We are EMBL: Timothé Cezard on pivoting from biology to infrastructure
Timothé Cezard has been a user of EMBL-EBI’s open data resources since his university days in France. When a Project Lead job came up at the European Variation Archive, he saw it as an opportunity to take a look ‘under the bonnet’.
What is your background?
I did a Bachelor’s degree in biology and a Master’s degree in bioinformatics. It was the early days of bioinformatics as a science, rather than as a discovery tool. I first worked in a small start-up doing applications development in France and then I moved to Canada working on next generation sequencing method development, doing mainly data investigation. Next I joined the University of Edinburgh, initially as an bioinformatician, and progressed to a lead position in clinical bioinformatics.
During the course of my career, I migrated from being a biologist to being a bioinformatician, a developer, then building research and clinical infrastructure.
What attracted you to EMBL-EBI?
I first heard of EMBL-EBI during university, where we learned about its open data resources.
In 2020, I joined EMBL-EBI as a Project Lead for the European Variation Archive. As an avid user of EMBL-EBI services, I was always impressed with the output of the institute, so I was curious to see how it worked behind the scenes. I also wanted to bring my expertise in infrastructure building to help deliver EMBL-EBI’s mission of safely archiving the world’s biological data and making it openly available to all. Discovering the faces behind the tools I had been using for years was very interesting.
What does your current role entail?
The European Variation Archive (EVA) is a repository of genomic variation data for all species. We archive studies generated by the scientific community, and make them freely available to all, but we also enable researchers to slice and query one or multiple datasets, and reuse data generated by others in lots of different ways, to answer new research questions. We also create our own catalogue of all the genetic variants discovered in all species.
To be as useful as possible to our users, we also do quite a bit of outreach. The EVA is still a young resource so we focus on reaching new communities and speaking to our users to understand different submission and data reuse cases which guide the development of the EVA.
What has been your biggest achievement at EMBL-EBI?
Over the past 4-5 years, the team has worked incredibly hard to establish the EVA as the main provider of variation data for any non-human species. One of our biggest achievements has been the creation of a large catalogue of variants that we produce every six months, and that covers over 250 species.
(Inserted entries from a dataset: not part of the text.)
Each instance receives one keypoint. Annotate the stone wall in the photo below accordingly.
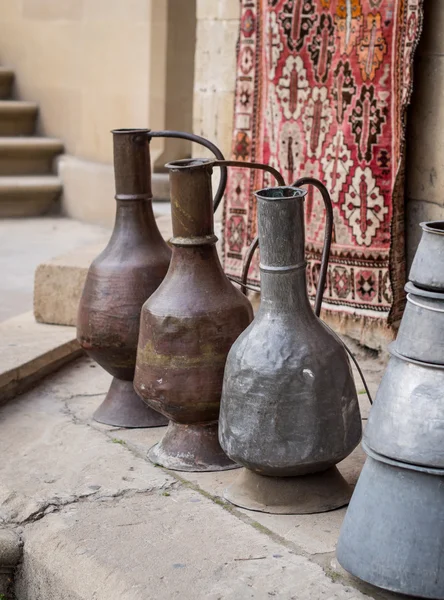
(425, 140)
(95, 65)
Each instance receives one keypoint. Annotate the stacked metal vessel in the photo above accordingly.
(393, 532)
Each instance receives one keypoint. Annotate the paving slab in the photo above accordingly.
(99, 521)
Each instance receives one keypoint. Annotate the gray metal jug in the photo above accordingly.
(392, 534)
(427, 269)
(289, 405)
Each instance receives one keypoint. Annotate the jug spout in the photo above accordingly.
(281, 220)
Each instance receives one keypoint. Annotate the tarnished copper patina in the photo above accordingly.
(125, 274)
(187, 328)
(119, 281)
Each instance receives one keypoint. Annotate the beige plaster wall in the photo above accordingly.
(95, 65)
(425, 142)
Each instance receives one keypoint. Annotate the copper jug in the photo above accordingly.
(124, 275)
(187, 328)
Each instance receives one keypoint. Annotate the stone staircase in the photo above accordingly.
(28, 186)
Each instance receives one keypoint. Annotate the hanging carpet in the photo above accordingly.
(322, 88)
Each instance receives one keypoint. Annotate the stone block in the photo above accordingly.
(53, 9)
(58, 283)
(31, 350)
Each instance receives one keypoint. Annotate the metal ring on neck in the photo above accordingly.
(270, 269)
(203, 240)
(410, 299)
(133, 196)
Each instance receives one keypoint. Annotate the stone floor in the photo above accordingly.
(100, 522)
(26, 243)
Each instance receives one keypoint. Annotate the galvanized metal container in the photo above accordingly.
(289, 405)
(427, 269)
(393, 531)
(421, 333)
(120, 279)
(187, 328)
(406, 422)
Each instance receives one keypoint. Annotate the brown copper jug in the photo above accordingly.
(187, 328)
(124, 275)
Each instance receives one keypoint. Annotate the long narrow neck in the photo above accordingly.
(135, 221)
(285, 292)
(192, 204)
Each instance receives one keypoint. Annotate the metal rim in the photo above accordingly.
(399, 464)
(411, 288)
(410, 299)
(431, 227)
(189, 163)
(294, 193)
(392, 350)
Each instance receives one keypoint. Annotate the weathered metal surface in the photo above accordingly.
(421, 333)
(191, 448)
(406, 422)
(307, 494)
(121, 278)
(189, 324)
(393, 531)
(427, 270)
(122, 405)
(289, 404)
This is a list of all the variants that have ever been discovered, organised by species, with links to the original data where the variants were discovered. It’s like a massive index that allows people to easily understand the context of variants of interest.
Each variant is given a unique name and we are maintaining this list, which is a pretty hefty job. We work closely with our Ensembl colleagues on this, to ensure that when new versions of reference genomes become available, the data is always up to date.
This is one of our most used products and contains data for over 200 species, and counting.
How does your team work within the wider EMBL-EBI context?
We believe it’s important to link data from different resources, to give users a comprehensive and useful picture whenever possible. As such, we work closely with other teams, particularly BioSamples, ENA and Ensembl.
The integration of the EVA tools and data with other resources is another massive achievement and something we’re constantly improving, with the aim of making it easier for our users to submit, query and navigate across resources.
What do you think will be the next big discovery coming from the life sciences?
I think we’re getting closer and closer to the ability to find novel, efficient drug targets based on available data. It’s not an area I’m particularly working with but I feel like it’s the next thing that needs to happen to really show that the big data gathering endeavours are key for bringing about precision medicine.